介入効果は限定的か、円の先行きは政策次第
CNBC
公開日時: 2026/08/07 10:05
Sentiment Analysis
先週、日米当局による円買い介入が行われたものの、円相場の上昇は一服し、再び下落基調となっています。市場関係者の注目は、政府の支援策から国内の政策変更へと移りつつあります。
日米両国が円を下支えするために共同で介入に踏み切ってから1週間。一時、1ドル=163円台前半から155円まで円高が進みましたが、その後は勢いを失い、介入発表から7日後の現在、1ドル=158円50銭近辺で推移しています。
円のファンダメンタルズ(経済の基礎的条件)は引き続き注視されており、市場関係者は政府による支援策よりも、国内の政策変更に目を向けています。PGIMのチーフ・エコノミスト、ロバート・ソッキン氏は、この介入戦略が功を奏するか「確信が持てない」と指摘。水曜日に発表したメモの中で、「介入は短期的には円ショートポジションを絞り出す効果はあるだろうが、それだけで円安トレンドを反転させるのに役立つかは疑問だ。
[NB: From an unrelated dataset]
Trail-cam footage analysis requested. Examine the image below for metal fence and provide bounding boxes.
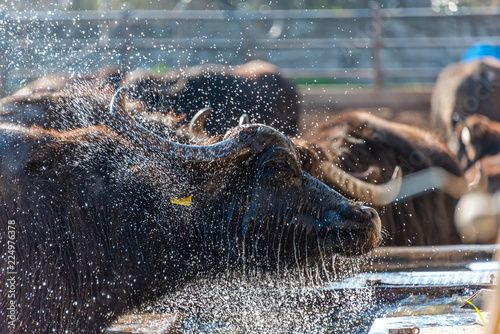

むしろ、劇的に裏目に出る可能性もある」と述べています。
ソッキン氏によれば、もし介入が裏目に出た場合、投機筋が円と米国債を同時に aggressively に売り浴びせることで、日本銀行や米連邦準備理事会(FRB)に追加利上げを余儀なくさせる可能性があるとのことです。
今回の共同介入は、米国が他国の通貨を支援する異例の動きであり、円安の長期化が日本のインフレを煽り、アジア通貨に圧力をかけ、世界市場を不安定化させることへのワシントンの懸念を浮き彫りにしました。米財務省のスコット・ベッセント長官は先週、CNBCのインタビューで「安定した円は米国だけでなく、地域全体にとって重要だ」と語っています。
バンク・オブ・アメリカは最近のメモで、中央銀行の短期的目標は1ドル=155円を「ブレークすること」だったが、この水準はすぐに再び円安方向に振れたと指摘しています。ベッセント長官自身も、介入だけでは通貨の方向性を決定できないことを認めており、「介入で市場にシグナルを送ることはできるが、それを(方向転換させるのは)政策だ」と述べ、米国が介入に参加したのは、日本の政策経路に楽観的であったためだと付け加えています。